“Everybody is identical in their secret unspoken belief that way deep down they are different from everyone else.” David Foster Wallace
“Hey, I need you to hold me accountable…”
Every week in high school, a small group of guys from my church would meet in the basement of our friend’s house with our youth leader. It was a chance to study the Bible, but what we really focused on was how to live out our faith. How do we put this stuff into practice and encourage each other to do so? This quickly turned into a pursuit of how to stop sinning…which meant we were asking every week for our friends to “hold us accountable” for the things we wanted to stop doing.
Sound familiar?
What this typically meant was at any given moment in the hallway at school you could have a friend come up to you and make a joke about something very serious you shared the week before and ask you, “How’s that going this week?” The fear of this conversation being overheard was almost enough to send you to a monastery never to sin again. We took pride in our accountability.
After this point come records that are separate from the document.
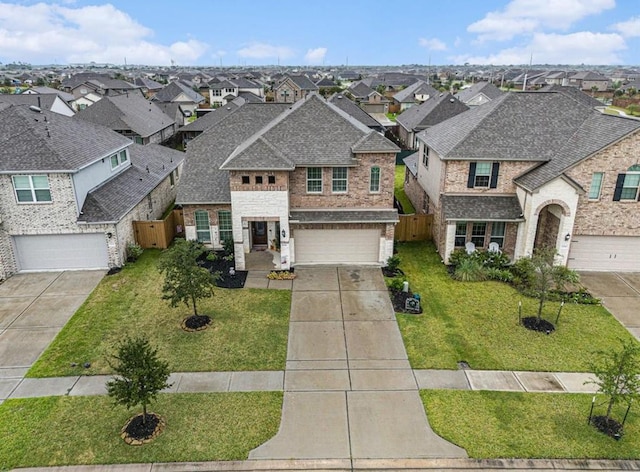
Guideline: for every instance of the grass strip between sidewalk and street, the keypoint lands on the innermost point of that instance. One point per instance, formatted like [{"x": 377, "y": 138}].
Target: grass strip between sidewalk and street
[
  {"x": 248, "y": 332},
  {"x": 491, "y": 425},
  {"x": 55, "y": 431},
  {"x": 477, "y": 322}
]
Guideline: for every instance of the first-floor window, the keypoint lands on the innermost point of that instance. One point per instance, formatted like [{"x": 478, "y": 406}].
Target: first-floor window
[
  {"x": 339, "y": 181},
  {"x": 203, "y": 229},
  {"x": 225, "y": 228},
  {"x": 314, "y": 179},
  {"x": 497, "y": 232},
  {"x": 478, "y": 231},
  {"x": 461, "y": 234},
  {"x": 32, "y": 188},
  {"x": 374, "y": 181}
]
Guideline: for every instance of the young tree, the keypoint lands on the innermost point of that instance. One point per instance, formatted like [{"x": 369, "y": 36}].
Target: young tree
[
  {"x": 546, "y": 275},
  {"x": 186, "y": 281},
  {"x": 618, "y": 375},
  {"x": 140, "y": 374}
]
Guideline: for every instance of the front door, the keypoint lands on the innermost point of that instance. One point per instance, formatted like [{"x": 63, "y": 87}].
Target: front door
[{"x": 259, "y": 231}]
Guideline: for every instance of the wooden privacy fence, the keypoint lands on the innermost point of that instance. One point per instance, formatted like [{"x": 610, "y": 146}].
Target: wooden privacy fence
[
  {"x": 414, "y": 228},
  {"x": 158, "y": 233}
]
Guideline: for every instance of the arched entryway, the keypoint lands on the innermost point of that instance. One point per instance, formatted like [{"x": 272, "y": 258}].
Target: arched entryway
[{"x": 549, "y": 218}]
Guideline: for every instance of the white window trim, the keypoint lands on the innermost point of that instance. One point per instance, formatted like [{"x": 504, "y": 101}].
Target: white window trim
[
  {"x": 345, "y": 180},
  {"x": 33, "y": 189}
]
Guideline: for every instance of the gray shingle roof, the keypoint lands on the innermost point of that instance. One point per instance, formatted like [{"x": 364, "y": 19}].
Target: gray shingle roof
[
  {"x": 47, "y": 141},
  {"x": 150, "y": 165},
  {"x": 522, "y": 126},
  {"x": 407, "y": 95},
  {"x": 350, "y": 107},
  {"x": 127, "y": 112},
  {"x": 433, "y": 111},
  {"x": 313, "y": 132},
  {"x": 486, "y": 88},
  {"x": 481, "y": 208},
  {"x": 344, "y": 216},
  {"x": 202, "y": 181}
]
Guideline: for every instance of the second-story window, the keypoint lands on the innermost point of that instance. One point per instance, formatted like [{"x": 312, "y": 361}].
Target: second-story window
[
  {"x": 339, "y": 180},
  {"x": 314, "y": 179}
]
In retrospect, what this practice really did was teach us all how to hide our sin better. We learned how to share almost all of the details of our week, leaving out that one moment of struggle because…you know…it wasn’t that big of a deal. We learned how to deflect attention to something else that seemed bigger (but more under control) almost as if to say, “Yeah but look how well I’m doing over here!”
Our interactions with each other were an honest attempt to move beyond the shame we felt about our sin…but they only further entrenched the feeling that eight different people were looking over our shoulder, waiting to point out that we were doing the very thing we said we didn’t want to do. It sharpened our shame, developing it into a smart, efficient boundary that could not be crossed.
Understanding Shame
Shame exists for different reasons in each person. For many, it develops because of insecure attachments to caregivers growing up. This can be as subtle as having mixed messages from parents due to their own marital dysfunction, or as deep as neglect and abuse. Either way, we cannot make sense of the complexities in the world before us – so we start to wonder if we are the ones who are wrong/bad/broken. It’s hard to put yourself back into your 10-year-old mind. As you read this now, you are able to fill in the missing gaps of understanding – “it’s the best my parents could do both working full-time, trying to raise us…my dad only treated me that way because he never had a dad to show him love…”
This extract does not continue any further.